Internal Database Structure
Efficiency of the internal database structure plays an important role in the performance of the Firebird engine. The layout of internal structures has a direct impact on the complexity and speed of operations needed for processing them, which translates to utilisation of CPU and memory. Data distribution has a primary impact on the number of I/O operations and on cache utilisation. While the layout of data structures is fixed in the code, data distribution is variable, depending on the actual operations performed on the database. In current Firebird implementations, the engine pays only minimal attention to the storage and distribution of both user and internal data. The engine’s primary focus is on the speed of the current operation, rather than the overall balanced performance. Over time this can lead to degradation of performance as the internal database layout becomes progressively less efficient.
Eventually the drop in performance requires intervention which, for Firebird, means a rebuild of the database from a logical backup (gbak). A gbak restore fixes some problems, namely:
- Row fragmentation, restoring each row on a single page if a single row is not bigger than database page
- Table and index fragmentation, data and index pages are compacted to hold as much data as possible, restoring all pages that belong to a single database table or index consecutively.
Over time this can lead to degradation of performance as the internal database layout becames less and less effective. Eventually the drop in performance requires intervention, which for Firebird means a rebuild of the database from a logical backup (gbak).
However, restore from backup fixes only the following problems, namely:
- Row fragmentation, so each row is stored on single page (if a single row is not bigger than database page)
- Table and index fragmentation, data and index pages are compacted to hold as much data as possible, and all pages that belong to single database table or index are stored consecutively.
A gbak restore does not address these problems:
- Index clustering: jumps to different data pages while walking through an index
- Data density on data pages: all data pages could be either highly packed or have space reserved for updates
- Physical location of user data and index structures: all user data is stored first, in creation order, then all the indices are added
- Prevention of data fragmentation
FBOpt was designed and created to address these problems.
Optimisation with FBOpt
FBOpt is basically a database copy utility. Its operation is similar to piping gbak backup to gbak restore via standard output, except that FBOpt has no need to create an intermediate backup data stream and can apply “tweaks” to copied data. Because FbOpt uses the same low-level BLR interface as gbak for communicating with the Firebird engine, it is as fast as gbak. However, some steps that are required by gbak are unnecessary in a data copy utility. Also, some operations are handled more efficiently by FBOpt - especially large BLOBs and ARRAYs - so it can often be faster than gbak. The performance gain is usually a few per cent, but it could be significant when the database contains many huge BLOB values. The real value of FbOpt is the additional operations that it can perform on newly-created databases.

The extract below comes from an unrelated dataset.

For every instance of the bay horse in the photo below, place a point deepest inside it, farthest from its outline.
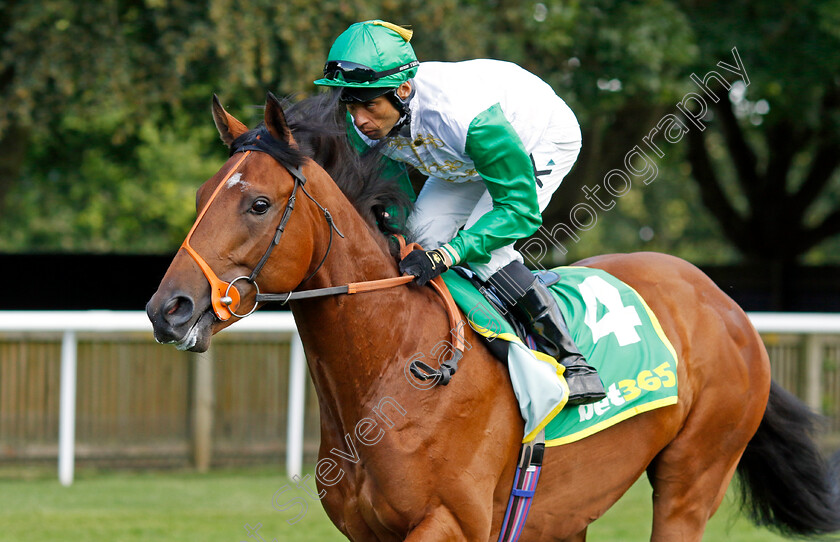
(443, 462)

With FBOpt, an administrator can specify
- the physical order of rows in individual tables
- the space reserved (or not reserved) for individual tables
- the physical order of tables in a newly created database
- clusters of tables and their indices, storing index structures together with their source tables.
Physical Order of Rows
Specifying the order of rows can significantly improve performance for queries that read data in a range of key values or in a given key order.
If there is an index with the same key, it has the highest possible “clustering factor” and there are no unnecessary jumps to different data pages while walking through the index. Any potential loss of performance from using such an index for returning data in key order, rather than internal sort order, is eliminated.
Specifying the space reservation level for individual tables allows the option to mark tables that do not change for higher storage density while keeping necessary space reserved for tables that are frequently updated. High data density saves disk space and increases query performance by reducing the number of I/O operations.
Physical Order of Tables and Clustering
Specifying the physical order of tables in a database allows storage of tables storing static data before tables that are updated or extended, so the volatile part of the database is at the end of the file. Combining this with table clustering makes it possible to keep static data more or less separated from volatile data which, over time, helps reduce the build-up of fragmentation.